Fix: split into two phases. index.html, asset-manifest.json, and static/ are always overwritten (cp -Rfp). All other content (channel database, player bundles, operator-uploaded media) remains no-clobber to protect live data.

Keyframe cache lock ordering

keyFrameCache has its own mutex c.mu distinct from Source.mu. The two locks are never nested:

  • readLoop calls cache.push(pkt) (acquires/releases c.mu), then acquires s.mu for the subscriber fanout — sequential, not nested.
  • Source.Subscribe() takes the snapshot outside s.mu (acquires/releases c.mu), then acquires s.mu to register the subscriber — also sequential.

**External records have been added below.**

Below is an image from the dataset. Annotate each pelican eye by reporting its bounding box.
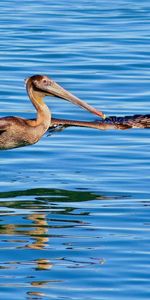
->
[43,79,48,84]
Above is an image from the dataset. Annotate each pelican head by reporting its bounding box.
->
[25,75,105,118]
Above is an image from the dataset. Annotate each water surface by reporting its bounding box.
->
[0,1,150,299]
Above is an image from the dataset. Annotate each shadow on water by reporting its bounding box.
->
[0,187,107,240]
[0,187,127,215]
[0,188,119,297]
[0,190,149,299]
[0,187,126,250]
[0,187,111,203]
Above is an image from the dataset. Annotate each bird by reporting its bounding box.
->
[0,74,105,150]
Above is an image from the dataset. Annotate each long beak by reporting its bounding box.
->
[45,80,105,119]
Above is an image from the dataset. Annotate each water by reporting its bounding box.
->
[0,0,150,299]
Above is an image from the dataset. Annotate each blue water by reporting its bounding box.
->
[0,1,150,299]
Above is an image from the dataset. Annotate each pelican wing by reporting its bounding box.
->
[0,117,14,134]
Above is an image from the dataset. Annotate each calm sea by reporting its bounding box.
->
[0,1,150,299]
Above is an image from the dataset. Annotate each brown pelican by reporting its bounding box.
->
[0,75,105,150]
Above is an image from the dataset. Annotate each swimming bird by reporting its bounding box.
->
[0,74,105,150]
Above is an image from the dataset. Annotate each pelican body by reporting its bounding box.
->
[0,75,105,150]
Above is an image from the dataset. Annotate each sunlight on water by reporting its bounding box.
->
[0,1,150,299]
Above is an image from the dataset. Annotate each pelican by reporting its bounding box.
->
[0,75,105,150]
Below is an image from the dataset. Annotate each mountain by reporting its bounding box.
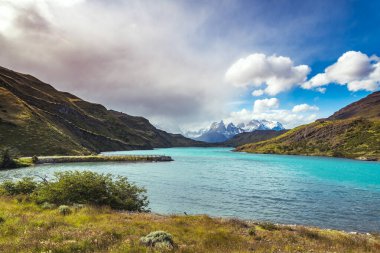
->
[237,120,284,132]
[0,66,204,156]
[222,130,288,147]
[236,91,380,161]
[186,120,285,143]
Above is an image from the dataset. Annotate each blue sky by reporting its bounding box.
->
[0,0,379,131]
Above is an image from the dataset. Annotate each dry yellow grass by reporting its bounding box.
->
[0,197,379,252]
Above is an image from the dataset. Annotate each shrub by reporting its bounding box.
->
[0,171,149,212]
[58,205,72,215]
[34,171,149,211]
[248,227,256,236]
[0,177,38,196]
[0,147,18,169]
[32,155,39,163]
[259,222,278,231]
[140,231,174,249]
[41,202,55,209]
[0,217,5,223]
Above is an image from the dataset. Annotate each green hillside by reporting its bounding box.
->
[0,66,203,156]
[236,92,380,161]
[221,130,287,147]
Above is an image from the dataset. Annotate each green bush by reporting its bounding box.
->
[248,227,256,236]
[35,171,148,211]
[0,171,149,212]
[259,222,279,231]
[0,147,18,169]
[58,205,72,215]
[0,177,38,196]
[41,202,55,209]
[32,155,39,163]
[140,231,174,249]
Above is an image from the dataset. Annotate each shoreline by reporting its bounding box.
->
[34,154,173,164]
[234,149,380,162]
[7,154,173,169]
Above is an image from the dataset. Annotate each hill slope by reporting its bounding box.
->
[236,92,380,160]
[0,66,203,156]
[222,130,287,147]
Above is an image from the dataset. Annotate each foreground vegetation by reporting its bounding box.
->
[0,197,379,253]
[0,171,148,211]
[0,171,380,252]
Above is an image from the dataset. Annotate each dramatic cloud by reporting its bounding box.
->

This means there is no deadlock risk even though two separate mutexes are involved. The snapshot-before-lock pattern in Subscribe was chosen for clarity, not necessity; but it documents the intent explicitly.

STAP-A IDR detection is not implemented

isH264IDRStart handles single-NAL (type 5) and FU-A start (type 28, start bit, inner type 5). It does not handle STAP-A aggregates (type 24) that happen to lead with an IDR NAL.

In practice, FFmpeg and GStreamer never emit IDR slices inside STAP-A — IDR frames are large and STAP-A is designed for small NALs (SPS + PPS combos). If a publisher that does use STAP-A for IDR ever appears, the cache will miss the keyframe boundary; the worst outcome is a larger-than-expected burst (the cache grows until the next correctly-detected IDR) rather than a crash or incorrect video. Add STAP-A handling in a future revision if needed.

go test -race ./core/webrtc/... baseline

All 34 tests in core/webrtc pass under the race detector as of v0.3 (commit 228ed4b). The suite covers config, ICE, registry, peer creation, WHEP handler, keyframe cache, and Source subscribe/pre-fill/close. Total runtime ≈ 16 s (dominated by the two 5-second ICE gathering timeouts in TestPeerFactory_*).